De Rotterdammers gaan er aan voorbij. Hun nieuwsgierigheid naar wat er vernield is hebben zij bevredigd. Zij hebben de verwoesting zelf meegemaakt, dien middag, toen de aarde dreunde onder de slagen op de stad, toen de zon verduisterd werd door de massale donkere rookwolken der branden, de vliegtuigen doken en hun fluitende bommen bleven neerwerpen in dat wassende vuur. Zij hebben den eersten aanblik der verwoesting gehad, een aanblik van onmenschelijke verschrikking, een aanblik van sensatie, waarvoor ik van verre kom. Het is erger dan gij u kunt voorstellen, heeft men mij gezegd. En inderdaad, het is erger dan ik mij voorgesteld had. Het is kaler, leeger, de vlakte der verwoesting is grooter. De binnenstad, - dan denkt men aan iets beslotens, iets overzienbaars. Maar dit zijn velden en velden van verwoesting en van dood. Het doet denken aan Pompeï, omdat het licht hier ook zoo tusschen verenkelde staketsels, binnen daklooze muren valt. Maar de verwoesting hier is
| |
| |
zooveel jonger, zooveel vreeslijker. Het is geen ramp van de natuur, geen ongeluk van het noodlot. Het is door menschen opzettelijk menschen aangedaan.
Daar, langs een van de trottoirs, die grijs liggen onder het puinstof, gaan Duitsche soldaten en ze worden door geen blik gemoeid.
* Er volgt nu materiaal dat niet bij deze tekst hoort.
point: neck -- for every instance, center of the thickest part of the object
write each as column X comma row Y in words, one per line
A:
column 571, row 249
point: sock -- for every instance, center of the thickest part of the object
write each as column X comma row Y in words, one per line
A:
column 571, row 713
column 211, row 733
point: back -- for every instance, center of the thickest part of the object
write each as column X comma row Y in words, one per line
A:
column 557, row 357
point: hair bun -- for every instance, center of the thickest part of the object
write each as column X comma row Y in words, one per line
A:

Ginds loopt een meisje naast een soldaat, zij buigt plotseling in het loopen diep voorover, omdat zij zoo erg moet lachen. Zij roept iets, zij is een Nederlandsch meisje, naar alle waarschijnlijkheid is zij van Rotterdam. Toch lacht zij met een Duitsch soldaat, hoeveel dagen slechts na dien vreeslijken middag, toen Duitsche jongens deze stad in brand gooiden en verwoestten, wat zij ongestoord konden doen, omdat de stad er volkomen weerloos tegen was. Is het mogelijk, dat een volk een ander volk zooiets aandoet en dat het vergeten wordt, dat daarna de eenling van dat gewonde volk lacht en praat met den eenling van het volk, dat de wonde toebracht? En de eer en het vaderland? Daar zullen zij zich niet veel van aantrekken, die soldaat en dat meisje. Het meisje kent haar aantrekkelijkheid en geniet daarvan nu zij die ondervindt in dien soldaat. Zij lacht zoo hard omdat zij de aandacht wil trekken, zij voelt zich in haar vrijmoedigheid volkomen beveiligd en zij geniet dubbel, omdat zij instinctief voelt, dat de man op straat, die boos wordt, dit doet omdat hij den soldaat benijdt. Dit voelt zij, omdat zij jong is, goed gebouwd en dat zinnelijke, wulpsche heeft, wat den man, die haar voorbijgaat, nog eens naar haar doet omkijken.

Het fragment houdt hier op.